[40] The entire uselessness as well as the misleading effects of such unscientific nomenclature might well be taken to heart by those electrophysiologists and electrotherapeutists who still indulge in the jargon of “franklinisation,” “faradisation,” and “galvanisation.”
[41] In modern language this would be called the time-integral of the discharge. The statement is strictly true if the galvanometer (as was the case with Faraday’s) is one of relatively long period of oscillation.
[42] From ἄνω upwards and ὁδός a way; and κατά downwards and ὁδός a way. The words cathode and cation are now more usually spelled kathode and kation. Faraday sometimes spelled the word cathion (Exp. Res. Art. 1351), as did also Whewell (Hist. of Ind. Sciences, vol. iii. p. 166).
[43] Literally, the travellers, the things which are going.

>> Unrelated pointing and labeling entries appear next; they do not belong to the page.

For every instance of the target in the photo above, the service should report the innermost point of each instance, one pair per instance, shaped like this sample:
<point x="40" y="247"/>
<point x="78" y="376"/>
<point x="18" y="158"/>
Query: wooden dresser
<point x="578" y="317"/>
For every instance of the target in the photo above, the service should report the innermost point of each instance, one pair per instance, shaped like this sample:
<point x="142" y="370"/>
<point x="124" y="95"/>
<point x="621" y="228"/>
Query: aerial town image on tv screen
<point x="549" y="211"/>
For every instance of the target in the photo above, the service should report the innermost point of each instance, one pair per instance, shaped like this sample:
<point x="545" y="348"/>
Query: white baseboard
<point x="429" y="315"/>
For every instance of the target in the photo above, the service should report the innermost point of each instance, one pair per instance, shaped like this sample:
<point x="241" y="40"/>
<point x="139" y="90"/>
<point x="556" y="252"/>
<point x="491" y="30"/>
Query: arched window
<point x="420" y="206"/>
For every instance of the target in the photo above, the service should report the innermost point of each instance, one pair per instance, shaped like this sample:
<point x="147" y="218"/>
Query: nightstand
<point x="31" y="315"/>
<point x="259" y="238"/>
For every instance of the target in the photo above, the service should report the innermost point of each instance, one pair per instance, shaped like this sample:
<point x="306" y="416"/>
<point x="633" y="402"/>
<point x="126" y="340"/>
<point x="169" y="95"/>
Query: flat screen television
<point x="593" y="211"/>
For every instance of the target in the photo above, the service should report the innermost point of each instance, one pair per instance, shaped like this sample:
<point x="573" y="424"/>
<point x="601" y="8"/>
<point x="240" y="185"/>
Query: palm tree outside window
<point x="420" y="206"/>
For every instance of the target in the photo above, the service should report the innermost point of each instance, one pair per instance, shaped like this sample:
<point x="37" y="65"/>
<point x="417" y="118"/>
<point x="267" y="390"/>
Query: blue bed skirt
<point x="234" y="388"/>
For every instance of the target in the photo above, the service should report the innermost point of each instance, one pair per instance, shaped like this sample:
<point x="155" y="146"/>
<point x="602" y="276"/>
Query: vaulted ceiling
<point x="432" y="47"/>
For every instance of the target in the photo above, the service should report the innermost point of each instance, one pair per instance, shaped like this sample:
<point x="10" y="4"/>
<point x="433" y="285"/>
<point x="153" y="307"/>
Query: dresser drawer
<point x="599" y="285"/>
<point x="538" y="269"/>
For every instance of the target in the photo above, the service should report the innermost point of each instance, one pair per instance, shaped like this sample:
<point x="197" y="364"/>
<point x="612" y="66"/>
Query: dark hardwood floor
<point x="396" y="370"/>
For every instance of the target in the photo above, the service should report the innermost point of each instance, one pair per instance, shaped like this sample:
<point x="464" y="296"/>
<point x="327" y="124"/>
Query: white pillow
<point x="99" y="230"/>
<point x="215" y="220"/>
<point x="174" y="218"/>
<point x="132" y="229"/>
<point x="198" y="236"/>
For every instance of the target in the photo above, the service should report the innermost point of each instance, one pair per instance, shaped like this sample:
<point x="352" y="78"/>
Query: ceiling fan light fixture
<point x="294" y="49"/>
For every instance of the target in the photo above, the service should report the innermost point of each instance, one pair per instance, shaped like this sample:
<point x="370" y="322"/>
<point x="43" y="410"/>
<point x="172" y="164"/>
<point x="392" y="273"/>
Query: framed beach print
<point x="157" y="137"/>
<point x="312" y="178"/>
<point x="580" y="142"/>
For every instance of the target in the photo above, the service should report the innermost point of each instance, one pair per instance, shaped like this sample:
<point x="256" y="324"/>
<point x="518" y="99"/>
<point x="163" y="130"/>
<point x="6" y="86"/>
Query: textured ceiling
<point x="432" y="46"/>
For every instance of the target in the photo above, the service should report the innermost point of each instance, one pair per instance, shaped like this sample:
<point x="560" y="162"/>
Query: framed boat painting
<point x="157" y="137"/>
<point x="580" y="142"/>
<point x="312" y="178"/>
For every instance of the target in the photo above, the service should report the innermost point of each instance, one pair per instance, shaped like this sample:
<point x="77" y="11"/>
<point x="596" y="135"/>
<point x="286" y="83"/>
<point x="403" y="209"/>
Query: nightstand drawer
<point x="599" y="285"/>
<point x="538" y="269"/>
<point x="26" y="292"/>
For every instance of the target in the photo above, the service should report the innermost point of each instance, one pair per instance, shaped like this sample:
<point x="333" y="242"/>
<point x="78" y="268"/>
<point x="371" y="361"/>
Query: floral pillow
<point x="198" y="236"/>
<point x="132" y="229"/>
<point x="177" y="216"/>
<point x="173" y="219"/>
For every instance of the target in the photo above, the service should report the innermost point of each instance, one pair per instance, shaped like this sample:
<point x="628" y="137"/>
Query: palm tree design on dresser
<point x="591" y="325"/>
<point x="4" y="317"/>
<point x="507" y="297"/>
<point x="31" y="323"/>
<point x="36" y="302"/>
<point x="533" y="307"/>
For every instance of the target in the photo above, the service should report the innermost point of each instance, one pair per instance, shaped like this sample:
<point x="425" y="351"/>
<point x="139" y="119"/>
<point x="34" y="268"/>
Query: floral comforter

[44] The term induction appears to have been originally used, in contradistinction to contact or conduction, to connote those effects which apparently are in the class of actions at a distance. Thus we may have induction of a charge by a charge, or of a magnet-pole by a magnet-pole. To these Faraday had added the induction of a current by a current, and the induction of a current by a moving magnet. Amid such varying adaptations of the word induction, there is much gain in allotting to the electrostatic induction of charges by charges the distinguishing name of influence, as suggested by Priestley.
[45] “Faraday as a Discoverer,” p. 67.
[46] Newton’s third letter to Bentley.
[47] Faraday’s definition is:—“By a diamagnetic, I mean a body through which lines of magnetic force are passing, and which does not by their action assume the usual magnetic state of iron or loadstone.” It was thus a term strictly analogous to the term dielectric used for bodies through which lines of electric force might pass.
[48] i.e. Specimen No. 174. Its composition was equal parts by weight of boracic acid, oxide of lead, and silica.
[49] Subsequent investigation has reduced this figure to about 186,400 miles per second, or about 30,000,000,000 centimetres per second.